Come nasce la Startup Act

Durante la conferenza, l’ex ministro dello Sviluppo Economico, Corrado Passera, ha inoltre raccontato la storia di come è nata la legislatura che ha dato vita allo Startup Act, spiegando che inizialmente, l’iniziativa non venne compresa da tutti, poiché presagiva un cambio di declinazione rispetto a quello che era il tessuto economico del Paese. “Secondo molti interlocutori – ha spiegato Passera – bisognava mantenere lo stigma del fallimento, quindi ci battemmo perché l’idea di punire il fallimento era uno stigma che rappresentava l’esatto contrario dell’idea di startup.

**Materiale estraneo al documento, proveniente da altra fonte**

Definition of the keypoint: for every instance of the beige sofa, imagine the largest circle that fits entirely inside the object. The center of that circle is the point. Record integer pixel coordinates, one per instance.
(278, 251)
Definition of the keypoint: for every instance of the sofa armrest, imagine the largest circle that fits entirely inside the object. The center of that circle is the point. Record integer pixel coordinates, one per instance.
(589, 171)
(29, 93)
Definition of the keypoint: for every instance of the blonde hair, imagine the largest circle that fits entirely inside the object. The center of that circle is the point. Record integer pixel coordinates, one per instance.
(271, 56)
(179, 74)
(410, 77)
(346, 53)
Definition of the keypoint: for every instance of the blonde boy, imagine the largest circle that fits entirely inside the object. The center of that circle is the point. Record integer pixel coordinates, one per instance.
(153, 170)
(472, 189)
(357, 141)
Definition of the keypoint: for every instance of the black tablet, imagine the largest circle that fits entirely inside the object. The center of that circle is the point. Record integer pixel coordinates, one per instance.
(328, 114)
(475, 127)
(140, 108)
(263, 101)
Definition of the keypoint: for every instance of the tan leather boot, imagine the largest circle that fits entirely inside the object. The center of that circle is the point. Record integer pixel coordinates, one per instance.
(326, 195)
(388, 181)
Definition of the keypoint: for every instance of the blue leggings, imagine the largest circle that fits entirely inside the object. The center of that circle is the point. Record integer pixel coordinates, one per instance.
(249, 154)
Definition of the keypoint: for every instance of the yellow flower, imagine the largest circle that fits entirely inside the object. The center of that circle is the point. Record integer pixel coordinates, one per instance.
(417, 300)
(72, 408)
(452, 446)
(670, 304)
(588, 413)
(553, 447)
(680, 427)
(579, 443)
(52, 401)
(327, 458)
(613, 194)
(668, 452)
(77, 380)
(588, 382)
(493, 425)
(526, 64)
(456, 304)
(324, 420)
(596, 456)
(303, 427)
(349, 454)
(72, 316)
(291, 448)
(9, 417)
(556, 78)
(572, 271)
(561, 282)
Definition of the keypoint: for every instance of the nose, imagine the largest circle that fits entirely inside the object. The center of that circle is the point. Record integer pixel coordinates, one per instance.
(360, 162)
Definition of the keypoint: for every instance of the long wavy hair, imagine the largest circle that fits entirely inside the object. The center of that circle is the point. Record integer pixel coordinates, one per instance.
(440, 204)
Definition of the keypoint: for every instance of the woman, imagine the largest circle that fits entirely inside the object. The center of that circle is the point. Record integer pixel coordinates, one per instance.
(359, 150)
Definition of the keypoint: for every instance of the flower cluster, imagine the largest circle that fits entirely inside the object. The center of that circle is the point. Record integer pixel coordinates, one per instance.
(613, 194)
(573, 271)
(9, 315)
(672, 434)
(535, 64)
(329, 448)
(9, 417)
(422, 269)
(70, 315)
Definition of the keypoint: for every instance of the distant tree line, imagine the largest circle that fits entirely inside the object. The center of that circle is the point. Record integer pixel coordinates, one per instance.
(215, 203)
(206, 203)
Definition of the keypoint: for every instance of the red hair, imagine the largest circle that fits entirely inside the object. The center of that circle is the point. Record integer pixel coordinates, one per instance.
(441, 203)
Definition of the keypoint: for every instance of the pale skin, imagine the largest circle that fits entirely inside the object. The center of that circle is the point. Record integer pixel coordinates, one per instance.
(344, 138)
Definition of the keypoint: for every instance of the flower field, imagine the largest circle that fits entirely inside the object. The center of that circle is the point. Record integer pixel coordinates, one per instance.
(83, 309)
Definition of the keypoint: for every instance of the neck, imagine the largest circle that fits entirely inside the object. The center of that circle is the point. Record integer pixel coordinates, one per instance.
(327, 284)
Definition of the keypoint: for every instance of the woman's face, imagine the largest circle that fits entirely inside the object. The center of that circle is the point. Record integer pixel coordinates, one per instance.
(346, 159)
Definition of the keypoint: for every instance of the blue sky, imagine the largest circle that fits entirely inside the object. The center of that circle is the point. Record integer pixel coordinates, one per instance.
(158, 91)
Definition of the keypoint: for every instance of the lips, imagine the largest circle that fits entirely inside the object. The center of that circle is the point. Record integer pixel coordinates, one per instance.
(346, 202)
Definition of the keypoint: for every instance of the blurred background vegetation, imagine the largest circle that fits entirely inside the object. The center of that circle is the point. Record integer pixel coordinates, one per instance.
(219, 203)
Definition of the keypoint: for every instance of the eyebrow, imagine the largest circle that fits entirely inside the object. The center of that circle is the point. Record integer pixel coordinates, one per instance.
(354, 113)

Con il passare del tempo la serietà del lavoro che svolgemmo creò un grande consenso intorno alla legge, consentendoci di approvarla pur essendo il governo dimissionario. La normativa – continua l’ex ministro – nacque da un percorso di ascolto e di studio. Iniziammo con il coinvolgere tutti gli aventi interesse, con quella comunità di innovatori che volevano operare meglio. Poi mandammo in giro per il mondo un gruppo di persone che stilò un rapporto dove mostrò le migliori idee che venivano dalle migliori esperienze internazionali. Mi dissero che se fossimo riusciti a fare solo la metà di ciò che era previsto, avremmo avuto un grande successo, ma poi ci chiedemmo: perché farne solo la metà se possiamo farle tutte? Iniziammo quindi ad apportare i cambiamenti che sarebbero serviti per allineare la normativa sul tema del lavoro e dello sviluppo”.  Ad oggi, grazie a questa legge varata il 18 ottobre 2012, la quota di realtà iscritte al registro sono passate da poche centinaia a più di 14 mila, costituendo una crescita esponenziale che ha confermato l’importanza di quest’azione politica.